O último da prova foi o 2015, lançado recentemente e já com rolha de cortiça. É um tinto com 14,4% de álcool (o 1985, por exemplo, tinha só 12,3% de álcool) que junta uvas de vinhas velhas (51%), Touriga Nacional (38%) e Touriga Franca (11%). Um Douro típico, portanto. Típico pelas castas e pela concentração, riqueza aromática e intensidade de sabor, mas com o plus de possuir também uma frescura balsâmica já menos comum na região e que é uma das marcas distintivas dos Quinta do Côtto Grande Escolha. Ainda é novo, mas promete muito.

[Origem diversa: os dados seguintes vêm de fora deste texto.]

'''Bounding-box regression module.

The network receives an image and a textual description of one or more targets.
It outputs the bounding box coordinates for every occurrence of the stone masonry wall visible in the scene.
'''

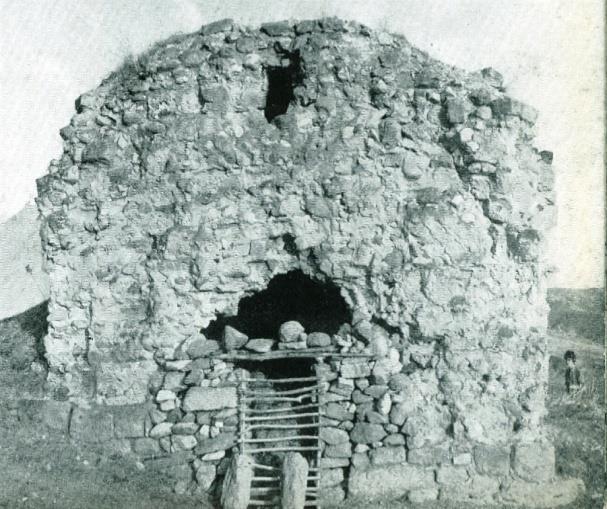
[38,19,568,501]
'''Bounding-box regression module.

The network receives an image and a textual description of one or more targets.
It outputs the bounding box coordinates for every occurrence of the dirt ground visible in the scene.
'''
[0,300,605,509]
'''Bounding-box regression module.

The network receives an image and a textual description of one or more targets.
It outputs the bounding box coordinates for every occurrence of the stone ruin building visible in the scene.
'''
[37,19,584,508]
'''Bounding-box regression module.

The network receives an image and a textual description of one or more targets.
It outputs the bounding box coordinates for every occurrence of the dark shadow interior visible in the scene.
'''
[264,67,294,122]
[264,51,302,122]
[202,270,352,339]
[236,358,314,380]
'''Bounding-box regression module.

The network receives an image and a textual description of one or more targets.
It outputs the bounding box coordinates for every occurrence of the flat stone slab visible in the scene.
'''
[348,465,436,501]
[245,338,275,353]
[502,479,585,508]
[183,387,238,412]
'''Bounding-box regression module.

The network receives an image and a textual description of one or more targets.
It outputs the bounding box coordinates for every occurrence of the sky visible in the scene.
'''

O vinho conta já com a assinatura de Lourenço Charters, 30 anos, um dos mais promissores enólogos durienses da nova geração e que está também por trás do lançamento de dois novos tintos: o Quinta do Côtto Bastardo 2106 (20 euros) e o Quinta do Côtto Vinha do Dote (20 euros), este proveniente de uma propriedade situada mesmo junto à Quinta do Vallado e que chegou à família em 1865, incluída no dote que Rosa Carolina Pinto Barreiros teve que dar para casar com o então morgado de Cidadelhe, António Montez Champalimaud. Dois vinhos bem distintos mas igualmente belíssimos. Mais digestivo e raçudo o primeiro; mais denso, carnudo e especiado o segundo.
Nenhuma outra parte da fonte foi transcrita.